A graduate of the College of Mount Saint Vincent and having done her clinical work at St. Vincent's Hospital in New York, her professional life led to nurse practitioning in community health, where she served in low-income neighborhoods. Subsequently she received a Masters in Divinity and a Th. M in Theology, her major focus being healthcare ethics, these from Harvard Divinity School. In 1983 she came to the Midwest, serving as Director of Ethics for a large multi - hospital system. In that capacity, she oversaw ethics programs for healthcare facilities located coast-to-coast. She was also director of Primary Care, and for a short while Director of Pastoral Care. She recently received an Honorary Doctorate of Humane Letters from St. Francis University; Loretto, Pennsylvania for her groundbreaking work in Community based Applied Ethics.
Since 1989, her efforts as clinical ethicist have been through The Center. The Center is unique in that it is both community initiated and community based; it became tax-exempt and not-for-profit in 1995. The underlying educational philosophy is that of "popular education" - education directed to the needs of specific groups. The Center is also a Non Governmental Organization (NGO). It has had a thriving internship program in Applied Ethics, which has brought in interns, high school seniors through graduate school, for the past fourteen years. (See www.healthcare-ethics.org) She is often in an advisory position for College students envisioning their professional future in a healthcare system far different from the one we presently have. How can they position themselves professionally given America's current healthcare system?

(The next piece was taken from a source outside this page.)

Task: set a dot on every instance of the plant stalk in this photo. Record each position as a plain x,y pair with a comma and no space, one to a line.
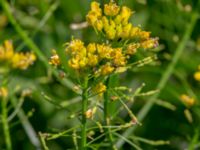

Peggy has a particular affinity for those who have lost their voice in the maze of our systematized health care system, for those who may not know where to turn with their questions. Her gift is in offering one-on-one help to those trying to make decisions regarding surgery, treatment options and the like, especially when one is fearful and in fragile health. She goes to homes, hospitals, nursing homes. The work takes place on the street, in shops. She partners with healthcare institutions in transitioning a person from hospitals to home. She has worked with many religious congregations. The effort is "molded" to people as they are - in a very tough period in their lives. Her methodology is based on nursing models. (Read "Message from the Founder" from the link on the opening page of this web site.)
Her work is dedicated to clarifying and integrating the clinical, ethical, spiritual and developmental aspects of one's personal growth when faced with a major life event involving serious or critical illness. Her goal is to help people come to full personhood, particularly when they are feeling vulnerable or confused. As part of the integrative process she embraces, patients become part of their team of physicians. In this way they can speak as the informed consumers they have become. At the same time they realize that they are connecting with a Power greater and deeper than themselves.
Peggy's work incorporates the human aspect of ethics and addresses such questions as: How can we live and die as whole human beings? How can suffering and death be integrated into the full spectrum of human life? How do love and justice intersect in a world of scarcity? She believes that the work of ethics and advocacy in healthcare can begin to answer such questions and has the potential for helping everyone achieve full personhood. She has been told that in academic circles her methodology most typifies the field of Human Development.